The field of data science is rapidly evolving with the growing adoption of technologies to extract useful insights from massive datasets. Here are some current trends in data science that will continue, gain more momentum and possibly spawn new ones.
Data Science is an interdisciplinary field about processes and systems to extract knowledge or insights from data in various forms, structured or unstructured, similar to Knowledge Discovery in Database (KDD).
However, data science covers the processing of data, analysis, and artificial intelligence techniques. Data is not processed by human intelligence alone; machine intelligence has become the most popular approach in tackling this issue.
Discoveries and innovations continue to stream through cyberspace, allowing organizations to gain more insight into their data with less time and effort than ever before.
Small Data and TinyML
In data science, evolution is the Small Data TinyML. This is an emerging new concept that has affected how people do data science.
The following limitations characterize small Data: Interaction not possible, interaction with user Interaction complicated, the language of interaction limited Machine Learning effectiveness relatively low compared to Big Data.
It is suitable for those that work with cloud-based storage. TinyML has made it possible to make minute predictions with accuracy sometimes less than 1%.
Additionally, there is a Data-Driven Customer Experience, which is suitable for business interactions. The age of data business model allows businesses to decipher data science to be more competitive. It requires excellent knowledge of how to handle data management, storage, and process robotics.

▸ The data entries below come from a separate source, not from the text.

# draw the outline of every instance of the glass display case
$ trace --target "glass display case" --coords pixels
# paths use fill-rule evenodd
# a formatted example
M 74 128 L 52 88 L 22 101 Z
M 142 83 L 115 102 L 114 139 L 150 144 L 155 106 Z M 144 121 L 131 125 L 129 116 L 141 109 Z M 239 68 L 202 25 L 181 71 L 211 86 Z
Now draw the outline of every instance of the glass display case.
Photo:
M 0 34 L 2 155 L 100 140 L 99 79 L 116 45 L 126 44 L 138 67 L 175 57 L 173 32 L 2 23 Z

One other aspect is called Data Science Assistants, has become significant. This has led to a new paradigm where Artificial Intelligence can help human beings do tasks better.
Convergence is another data science trend, which defines the interaction between traditional methods and data science.
Another trend is called Data Science in Business, where businesses use Big Data to create effective business models.
The biggest trends are Cloud-based storage, taming machine learning algorithms with human oversight, real-time data processing engines that access cloud storage at enormous speeds for fast response times.
Auto TML, which is automated machine learning, has been observed in the data trends. With this, business operations have become more efficient because several tasks are automated. However, there is a need for human oversight to ensure that the right decisions are made.
This trend has led to traditional methods with data science and helps in taming machine learning algorithms. This makes it possible for humans to be able to understand what is happening.